The title can seem quite misleading at first. Why shouldn’t we follow our dreams? Why should we have to live life without any desires, without any ambitions, or without any goals?

But reading the article, I wholeheartedly agree with everything this man said. Too many people today have the mindset that as long as you want something, you’ll get it. Too many people today expect rewards without putting in the work and dedication involved and too many people today are given credit for work that is sub-standard in quality and performance. People also forget to realize the fact that a lot of success is circumstantial as well, and even perseverance, a desire to do well, and hard work can only go so far. Case in point, there are many, many musicians that have refined their craft, that have practiced for years and worked through many projects and are only able to gain a fairly small but close following of fans. At the same time, there are people that decide to audition for American Idol because their parents tell them that they’re good, and end up gaining worldwide recognition, record deals and outstanding wealth.
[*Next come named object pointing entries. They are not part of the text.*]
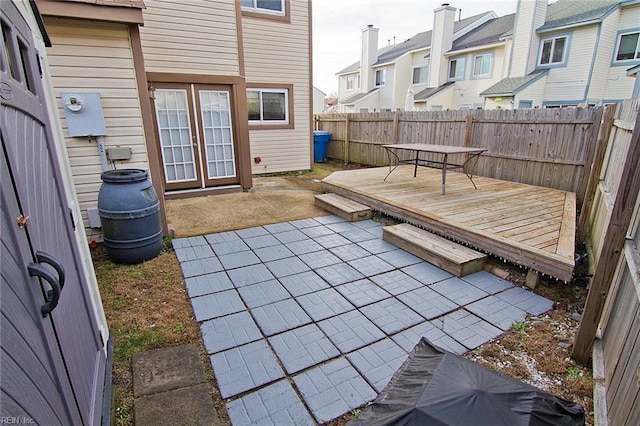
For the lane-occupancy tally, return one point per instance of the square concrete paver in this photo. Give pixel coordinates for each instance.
(487, 282)
(229, 331)
(333, 389)
(263, 293)
(350, 331)
(191, 405)
(409, 338)
(497, 312)
(276, 404)
(280, 316)
(303, 347)
(391, 315)
(324, 304)
(207, 284)
(458, 291)
(306, 282)
(160, 370)
(245, 367)
(396, 282)
(378, 362)
(362, 292)
(428, 303)
(526, 300)
(216, 305)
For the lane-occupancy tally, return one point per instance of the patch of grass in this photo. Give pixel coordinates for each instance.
(147, 308)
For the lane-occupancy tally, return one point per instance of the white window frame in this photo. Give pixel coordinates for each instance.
(617, 49)
(354, 79)
(426, 74)
(255, 8)
(565, 51)
(474, 73)
(262, 90)
(383, 73)
(458, 76)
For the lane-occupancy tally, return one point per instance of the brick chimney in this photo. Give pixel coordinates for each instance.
(530, 15)
(368, 57)
(441, 42)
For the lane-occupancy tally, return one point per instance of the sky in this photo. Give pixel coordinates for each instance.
(338, 24)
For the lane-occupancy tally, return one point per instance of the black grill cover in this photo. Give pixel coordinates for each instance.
(436, 387)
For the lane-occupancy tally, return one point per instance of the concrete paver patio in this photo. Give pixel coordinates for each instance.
(309, 319)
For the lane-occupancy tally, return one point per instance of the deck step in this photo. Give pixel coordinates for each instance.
(343, 207)
(452, 257)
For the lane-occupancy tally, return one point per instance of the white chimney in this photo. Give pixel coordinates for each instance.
(530, 15)
(368, 57)
(441, 42)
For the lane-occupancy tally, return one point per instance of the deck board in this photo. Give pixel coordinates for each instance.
(528, 225)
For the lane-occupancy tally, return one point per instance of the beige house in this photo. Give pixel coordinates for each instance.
(205, 93)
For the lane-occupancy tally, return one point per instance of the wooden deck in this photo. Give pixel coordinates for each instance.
(528, 225)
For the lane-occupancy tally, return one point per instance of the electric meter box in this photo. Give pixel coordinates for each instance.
(83, 112)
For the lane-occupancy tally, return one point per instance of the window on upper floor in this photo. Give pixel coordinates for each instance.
(268, 106)
(380, 77)
(269, 6)
(482, 65)
(628, 46)
(456, 69)
(353, 81)
(553, 51)
(420, 75)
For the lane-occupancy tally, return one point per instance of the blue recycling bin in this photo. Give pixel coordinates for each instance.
(320, 140)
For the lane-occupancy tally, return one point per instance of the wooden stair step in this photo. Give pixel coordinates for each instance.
(448, 255)
(343, 207)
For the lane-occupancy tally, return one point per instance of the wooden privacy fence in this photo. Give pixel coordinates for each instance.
(611, 317)
(546, 147)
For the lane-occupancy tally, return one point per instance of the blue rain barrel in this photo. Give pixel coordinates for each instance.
(320, 140)
(129, 215)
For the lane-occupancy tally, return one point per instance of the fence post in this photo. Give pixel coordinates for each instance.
(396, 120)
(611, 249)
(347, 129)
(593, 167)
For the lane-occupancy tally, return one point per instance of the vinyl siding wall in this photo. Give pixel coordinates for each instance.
(87, 55)
(278, 53)
(568, 83)
(192, 37)
(618, 85)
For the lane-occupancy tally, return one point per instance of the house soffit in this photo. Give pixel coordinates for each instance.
(123, 11)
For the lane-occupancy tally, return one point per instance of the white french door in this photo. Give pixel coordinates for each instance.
(195, 131)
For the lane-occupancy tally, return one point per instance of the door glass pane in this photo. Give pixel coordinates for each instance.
(216, 119)
(175, 135)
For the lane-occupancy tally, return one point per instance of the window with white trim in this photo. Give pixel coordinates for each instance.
(380, 77)
(269, 6)
(268, 106)
(420, 75)
(353, 81)
(628, 46)
(553, 50)
(482, 65)
(456, 69)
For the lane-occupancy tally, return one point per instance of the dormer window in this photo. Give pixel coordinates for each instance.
(628, 47)
(553, 51)
(456, 69)
(267, 6)
(380, 77)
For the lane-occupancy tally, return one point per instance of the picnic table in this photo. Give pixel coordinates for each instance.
(444, 164)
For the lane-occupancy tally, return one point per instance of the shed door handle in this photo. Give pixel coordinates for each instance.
(53, 295)
(43, 257)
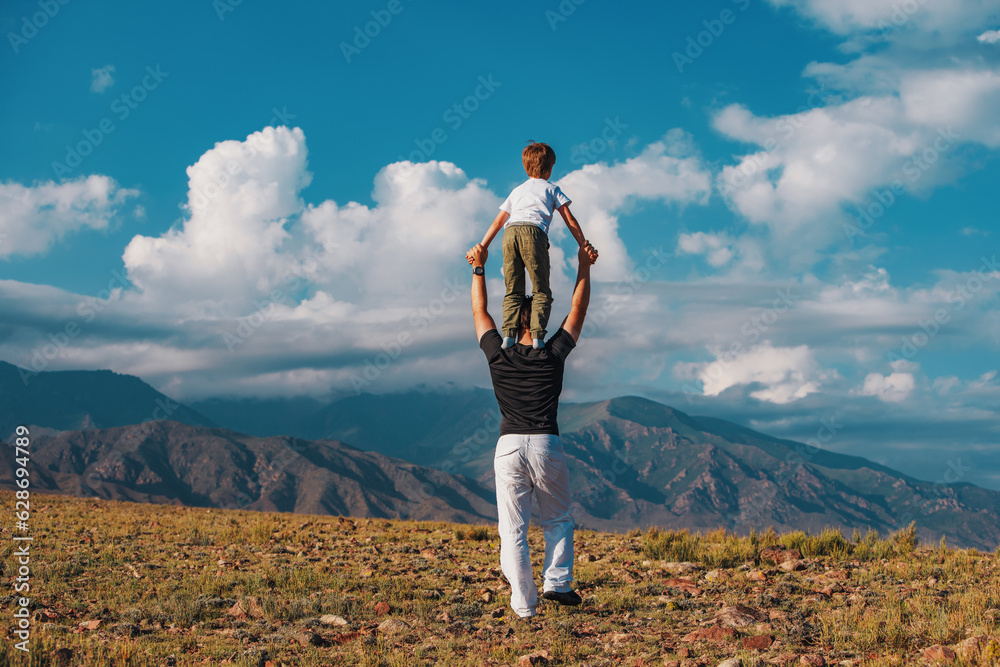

This man outlined the difference between “following dreams” and showing perseverance, dedication and willpower to succeed. The man points out that we all want something greater than what we have now, and we all wish we could have it. However, he also states that it is better to develop skills, abilities and talents that you can be proud of rather than wanting something and taking shortcuts to achieve it. Even if you never go anywhere with your profession of choice, at least you can tell others that you can do it and that you’re good at it.

If all we do is “follow our dreams”, will it guarantee success in the long run? Or will it just be a neverending illusion of faith and self-gratification? I don’t believe in chasing dreams, but I believe that you should always strive to be good at something. If it takes you somewhere, that’s great. However, there are always going to be people that have everything going for them, that live fantastic, pleasurable lives…and there will always be people that are doomed to a miserable, meagre existence. After all, we have janitors for a reason; someone has to clean the toilets. It’s foolish and impractical to WANT to be something, or WANT to be like somebody. We can only play with the cards that we’re dealt and see wherever that takes us.